Townshend Landscape Architect’s design for Angel Lane became reality when the slender public space stretching down to the River Thames from Upper Thames Street, between London and Cannon Street Bridges, was completed. Working with the Corporation of London, Fletcher Priest Architects, David Walker Architects and JMP Engineers, the practice has developed a seamless, tranquil design stretching down and connecting to the river walkway.
Situated on the north side of the Thames, the design team chose to tie in with the theme used in their adjacent One Angel Lane design, to mimic the ebbing tide with a rhythmic series of striated planting beds running parallel to the river. The former street has been transformed into a green corridor with tilting stone planters and timber and stone benches that allow users to take a short rest whilst using the Thames River Walk.

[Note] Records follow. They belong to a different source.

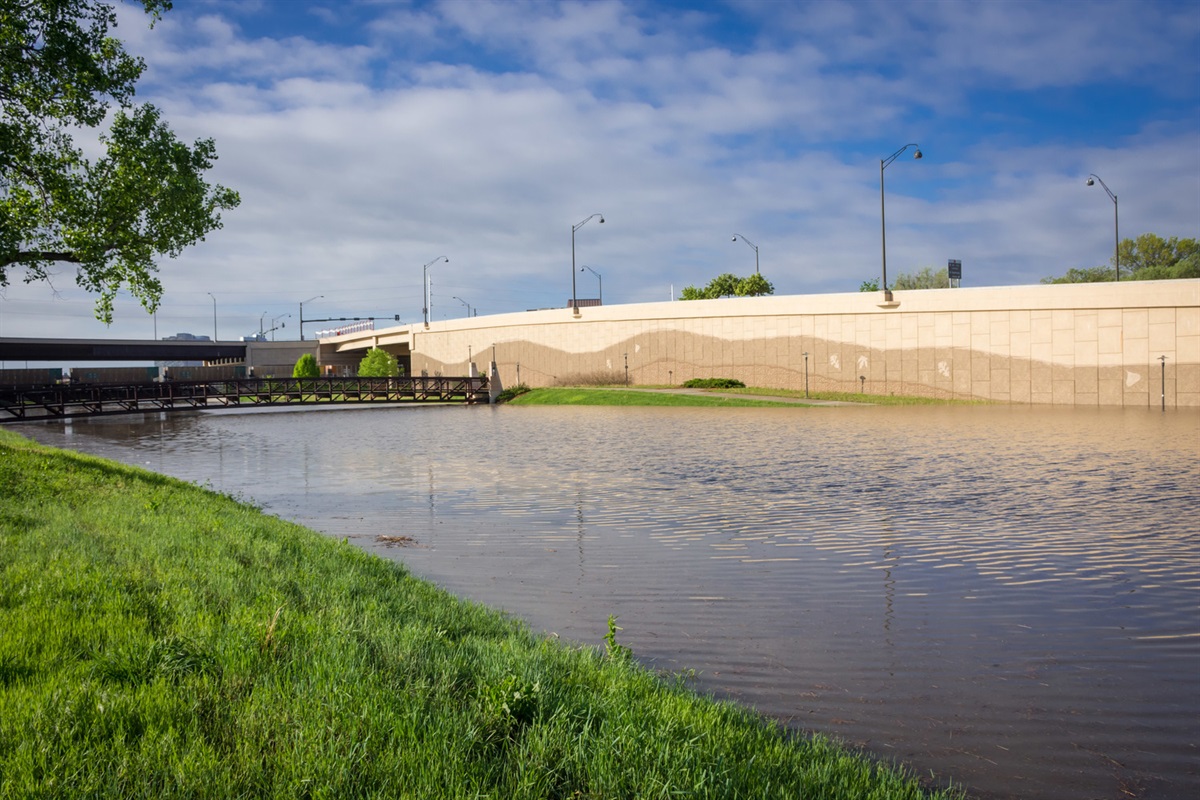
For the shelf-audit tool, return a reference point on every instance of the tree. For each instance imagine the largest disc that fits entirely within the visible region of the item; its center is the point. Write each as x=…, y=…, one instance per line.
x=927, y=278
x=1146, y=258
x=730, y=286
x=306, y=367
x=754, y=286
x=378, y=364
x=143, y=198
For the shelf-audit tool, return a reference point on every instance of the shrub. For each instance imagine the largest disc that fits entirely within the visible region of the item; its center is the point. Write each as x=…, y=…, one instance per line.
x=714, y=383
x=306, y=367
x=378, y=364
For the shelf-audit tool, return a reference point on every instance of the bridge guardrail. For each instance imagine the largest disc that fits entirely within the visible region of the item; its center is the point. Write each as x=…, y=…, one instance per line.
x=64, y=401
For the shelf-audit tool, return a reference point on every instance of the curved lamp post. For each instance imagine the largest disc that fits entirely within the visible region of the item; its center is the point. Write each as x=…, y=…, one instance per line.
x=1116, y=235
x=276, y=319
x=321, y=296
x=425, y=283
x=736, y=236
x=598, y=278
x=883, y=228
x=214, y=314
x=575, y=304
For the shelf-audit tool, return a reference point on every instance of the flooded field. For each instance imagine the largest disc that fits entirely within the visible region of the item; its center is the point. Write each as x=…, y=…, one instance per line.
x=1003, y=596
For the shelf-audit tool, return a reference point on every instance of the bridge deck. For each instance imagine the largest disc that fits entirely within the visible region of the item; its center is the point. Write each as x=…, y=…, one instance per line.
x=28, y=403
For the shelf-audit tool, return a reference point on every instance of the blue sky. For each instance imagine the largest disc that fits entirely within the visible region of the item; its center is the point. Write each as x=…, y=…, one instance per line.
x=371, y=137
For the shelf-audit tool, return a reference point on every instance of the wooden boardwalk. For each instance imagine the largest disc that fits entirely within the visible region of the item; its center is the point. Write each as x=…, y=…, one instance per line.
x=65, y=401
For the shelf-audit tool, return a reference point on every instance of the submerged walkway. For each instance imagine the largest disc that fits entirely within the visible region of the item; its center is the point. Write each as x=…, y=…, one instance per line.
x=63, y=401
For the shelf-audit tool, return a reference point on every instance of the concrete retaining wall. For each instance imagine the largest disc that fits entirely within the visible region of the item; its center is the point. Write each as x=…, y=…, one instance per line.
x=1073, y=344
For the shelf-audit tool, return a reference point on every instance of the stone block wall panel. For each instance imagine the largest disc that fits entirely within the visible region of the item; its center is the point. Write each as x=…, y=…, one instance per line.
x=1083, y=344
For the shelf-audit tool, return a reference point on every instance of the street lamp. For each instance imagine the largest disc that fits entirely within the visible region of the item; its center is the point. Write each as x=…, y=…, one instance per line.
x=755, y=250
x=1116, y=235
x=321, y=296
x=425, y=282
x=276, y=319
x=599, y=280
x=883, y=228
x=214, y=316
x=575, y=304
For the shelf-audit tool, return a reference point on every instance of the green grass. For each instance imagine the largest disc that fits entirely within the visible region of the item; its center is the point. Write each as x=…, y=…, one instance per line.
x=576, y=396
x=159, y=639
x=852, y=397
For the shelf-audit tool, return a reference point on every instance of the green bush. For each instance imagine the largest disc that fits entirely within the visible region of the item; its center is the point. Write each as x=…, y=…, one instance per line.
x=714, y=383
x=378, y=364
x=306, y=367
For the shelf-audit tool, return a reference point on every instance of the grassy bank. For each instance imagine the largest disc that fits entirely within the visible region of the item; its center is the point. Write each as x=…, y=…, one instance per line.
x=159, y=639
x=579, y=396
x=853, y=397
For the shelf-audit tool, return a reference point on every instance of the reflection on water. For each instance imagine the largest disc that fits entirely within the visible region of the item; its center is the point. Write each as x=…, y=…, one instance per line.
x=1006, y=596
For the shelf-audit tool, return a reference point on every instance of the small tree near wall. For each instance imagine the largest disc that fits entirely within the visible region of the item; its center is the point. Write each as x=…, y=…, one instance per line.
x=378, y=364
x=306, y=367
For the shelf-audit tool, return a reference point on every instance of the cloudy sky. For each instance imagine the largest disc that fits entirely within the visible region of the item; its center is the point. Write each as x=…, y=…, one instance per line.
x=370, y=137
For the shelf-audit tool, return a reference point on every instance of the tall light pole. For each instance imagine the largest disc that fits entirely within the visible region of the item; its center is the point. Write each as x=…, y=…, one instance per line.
x=321, y=296
x=1116, y=232
x=214, y=316
x=883, y=227
x=575, y=304
x=425, y=282
x=276, y=319
x=755, y=250
x=598, y=278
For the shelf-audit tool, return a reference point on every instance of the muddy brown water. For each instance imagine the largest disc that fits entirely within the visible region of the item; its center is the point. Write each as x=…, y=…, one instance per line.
x=1007, y=597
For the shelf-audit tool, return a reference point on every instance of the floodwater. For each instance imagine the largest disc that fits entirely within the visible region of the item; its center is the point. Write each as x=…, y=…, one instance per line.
x=1002, y=596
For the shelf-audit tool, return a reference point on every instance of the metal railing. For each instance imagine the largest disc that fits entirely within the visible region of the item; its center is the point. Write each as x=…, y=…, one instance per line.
x=63, y=401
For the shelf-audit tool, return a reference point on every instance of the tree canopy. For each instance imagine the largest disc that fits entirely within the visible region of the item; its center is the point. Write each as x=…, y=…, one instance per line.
x=378, y=364
x=730, y=286
x=306, y=367
x=1146, y=258
x=112, y=217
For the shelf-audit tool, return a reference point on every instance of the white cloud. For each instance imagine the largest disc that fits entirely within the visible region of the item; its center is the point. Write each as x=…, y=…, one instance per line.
x=485, y=131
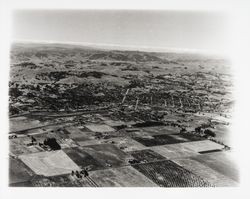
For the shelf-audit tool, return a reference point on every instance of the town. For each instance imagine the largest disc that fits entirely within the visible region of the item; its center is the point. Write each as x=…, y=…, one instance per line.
x=89, y=117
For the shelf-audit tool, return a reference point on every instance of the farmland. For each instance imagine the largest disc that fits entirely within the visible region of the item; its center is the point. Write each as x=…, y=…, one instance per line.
x=90, y=117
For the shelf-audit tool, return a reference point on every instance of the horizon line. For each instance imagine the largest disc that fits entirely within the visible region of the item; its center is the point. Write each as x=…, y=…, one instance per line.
x=110, y=46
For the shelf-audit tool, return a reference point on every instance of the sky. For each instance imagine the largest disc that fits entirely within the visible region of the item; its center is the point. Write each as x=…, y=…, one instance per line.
x=205, y=31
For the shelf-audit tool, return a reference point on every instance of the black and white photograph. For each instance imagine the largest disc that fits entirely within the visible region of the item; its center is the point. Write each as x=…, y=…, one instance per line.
x=121, y=98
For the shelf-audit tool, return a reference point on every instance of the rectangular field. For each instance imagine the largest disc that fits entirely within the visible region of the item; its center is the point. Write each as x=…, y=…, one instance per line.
x=49, y=163
x=169, y=174
x=207, y=173
x=121, y=177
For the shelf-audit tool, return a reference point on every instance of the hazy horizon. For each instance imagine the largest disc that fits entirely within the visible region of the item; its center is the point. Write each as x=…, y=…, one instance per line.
x=142, y=30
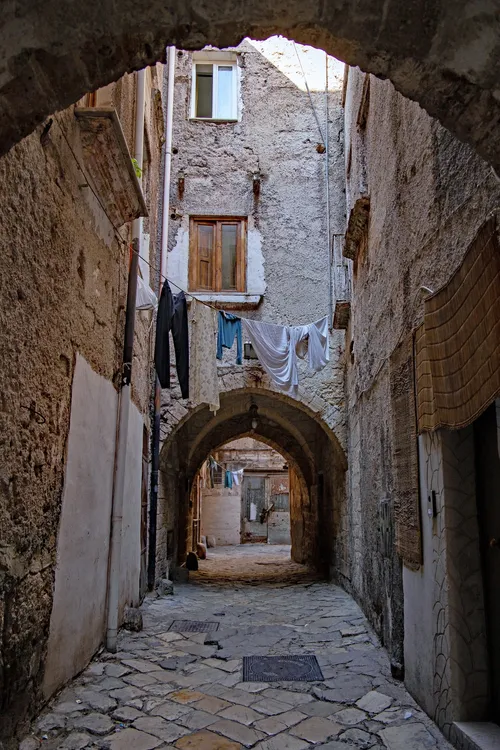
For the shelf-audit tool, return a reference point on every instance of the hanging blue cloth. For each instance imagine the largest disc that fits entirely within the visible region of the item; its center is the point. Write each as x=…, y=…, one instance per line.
x=229, y=327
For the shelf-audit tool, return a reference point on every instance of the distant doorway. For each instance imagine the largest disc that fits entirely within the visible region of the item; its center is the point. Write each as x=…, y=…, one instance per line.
x=487, y=446
x=265, y=508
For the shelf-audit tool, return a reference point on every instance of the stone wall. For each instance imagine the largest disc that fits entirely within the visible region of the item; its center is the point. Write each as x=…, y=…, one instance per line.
x=429, y=194
x=288, y=249
x=63, y=282
x=444, y=56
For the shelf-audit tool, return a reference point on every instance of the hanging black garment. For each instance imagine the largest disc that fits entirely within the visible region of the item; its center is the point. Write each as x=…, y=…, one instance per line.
x=172, y=316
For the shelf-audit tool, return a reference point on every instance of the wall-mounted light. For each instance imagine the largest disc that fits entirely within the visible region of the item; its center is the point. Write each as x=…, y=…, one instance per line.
x=256, y=182
x=254, y=411
x=181, y=183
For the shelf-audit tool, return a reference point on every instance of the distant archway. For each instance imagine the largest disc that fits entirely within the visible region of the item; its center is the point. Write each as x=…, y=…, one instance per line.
x=316, y=461
x=445, y=56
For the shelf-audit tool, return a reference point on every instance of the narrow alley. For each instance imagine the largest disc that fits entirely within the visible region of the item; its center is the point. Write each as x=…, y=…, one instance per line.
x=172, y=685
x=250, y=382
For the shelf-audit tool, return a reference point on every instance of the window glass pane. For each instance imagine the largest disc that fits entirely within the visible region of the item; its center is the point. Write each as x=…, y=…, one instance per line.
x=225, y=92
x=205, y=255
x=229, y=238
x=204, y=89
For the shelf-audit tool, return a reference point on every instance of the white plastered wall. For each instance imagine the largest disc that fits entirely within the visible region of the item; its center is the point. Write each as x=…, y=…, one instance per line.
x=78, y=618
x=221, y=515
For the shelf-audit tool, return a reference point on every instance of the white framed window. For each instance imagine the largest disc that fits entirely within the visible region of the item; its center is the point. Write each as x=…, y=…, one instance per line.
x=214, y=88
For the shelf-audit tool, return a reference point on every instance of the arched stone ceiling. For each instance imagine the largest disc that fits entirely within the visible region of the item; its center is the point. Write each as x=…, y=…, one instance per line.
x=445, y=55
x=281, y=421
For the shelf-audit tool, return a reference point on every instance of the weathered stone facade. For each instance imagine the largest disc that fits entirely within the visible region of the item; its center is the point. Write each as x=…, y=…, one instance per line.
x=63, y=289
x=445, y=57
x=428, y=197
x=287, y=256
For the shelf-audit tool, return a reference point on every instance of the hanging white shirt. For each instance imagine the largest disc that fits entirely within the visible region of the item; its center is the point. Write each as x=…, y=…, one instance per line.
x=277, y=348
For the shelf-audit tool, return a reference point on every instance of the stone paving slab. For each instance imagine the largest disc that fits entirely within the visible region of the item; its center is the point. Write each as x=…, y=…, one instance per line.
x=164, y=689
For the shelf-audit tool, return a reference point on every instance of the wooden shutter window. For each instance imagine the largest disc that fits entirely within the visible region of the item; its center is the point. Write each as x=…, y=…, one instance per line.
x=218, y=255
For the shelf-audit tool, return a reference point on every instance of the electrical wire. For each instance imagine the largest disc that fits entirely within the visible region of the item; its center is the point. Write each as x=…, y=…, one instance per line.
x=309, y=94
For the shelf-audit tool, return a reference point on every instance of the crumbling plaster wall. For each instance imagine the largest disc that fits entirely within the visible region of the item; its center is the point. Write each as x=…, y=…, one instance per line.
x=444, y=56
x=287, y=247
x=63, y=281
x=429, y=195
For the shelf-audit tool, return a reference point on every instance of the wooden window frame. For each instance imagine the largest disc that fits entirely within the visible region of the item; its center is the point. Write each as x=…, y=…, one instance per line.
x=241, y=254
x=216, y=64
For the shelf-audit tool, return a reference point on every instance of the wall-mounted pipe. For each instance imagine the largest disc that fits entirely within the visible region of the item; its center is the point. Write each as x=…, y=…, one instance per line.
x=155, y=432
x=327, y=179
x=114, y=569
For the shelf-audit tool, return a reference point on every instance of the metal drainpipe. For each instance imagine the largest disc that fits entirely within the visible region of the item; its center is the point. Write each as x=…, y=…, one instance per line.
x=125, y=394
x=155, y=437
x=327, y=176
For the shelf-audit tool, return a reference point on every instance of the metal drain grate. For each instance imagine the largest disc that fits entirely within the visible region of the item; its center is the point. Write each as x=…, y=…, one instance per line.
x=194, y=626
x=281, y=669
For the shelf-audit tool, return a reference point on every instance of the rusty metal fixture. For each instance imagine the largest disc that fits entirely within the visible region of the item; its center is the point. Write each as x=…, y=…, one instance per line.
x=256, y=183
x=181, y=184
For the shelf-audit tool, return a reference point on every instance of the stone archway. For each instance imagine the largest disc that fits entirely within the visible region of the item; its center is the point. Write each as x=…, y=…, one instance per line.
x=445, y=57
x=315, y=457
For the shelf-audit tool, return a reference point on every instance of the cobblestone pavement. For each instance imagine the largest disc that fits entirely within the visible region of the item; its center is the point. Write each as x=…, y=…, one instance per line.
x=165, y=689
x=253, y=563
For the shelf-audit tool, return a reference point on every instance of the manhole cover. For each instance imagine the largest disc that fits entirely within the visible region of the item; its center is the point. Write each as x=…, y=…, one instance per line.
x=193, y=626
x=281, y=668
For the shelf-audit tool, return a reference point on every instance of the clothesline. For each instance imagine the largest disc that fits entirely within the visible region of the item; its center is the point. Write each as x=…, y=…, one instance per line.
x=190, y=294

A raised lawn has been designed adjacent to the main river walkway, where people can sit and enjoy the sunny aspect. The planting subtly integrates bands of perennial flowering plants, set amongst enduring evergreen hedge species, to delight and surprise the visitor at different times throughout the year. Above this tapestry the light-reflective building of One Angel Lane, is brought down to human scale by high canopied Birch trees, casting a dappled shade over judiciously placed seating areas, and the soft lower canopies of multi-stemmed Amelanchier lamarkii and Cornus kousa ‘Chinensis’ provide a sense of privacy.
Landscape architect Rachel Arnold sums up the scheme: “The grass area and tilting benches are very successful judging by how people use them. It makes our constant effort to maintain the design standards so worthwhile. We are very pleased, Angel Lane has a wonderful, tranquil feel about it. The overall effect is like a ribbon of oases running through the urban landscape”.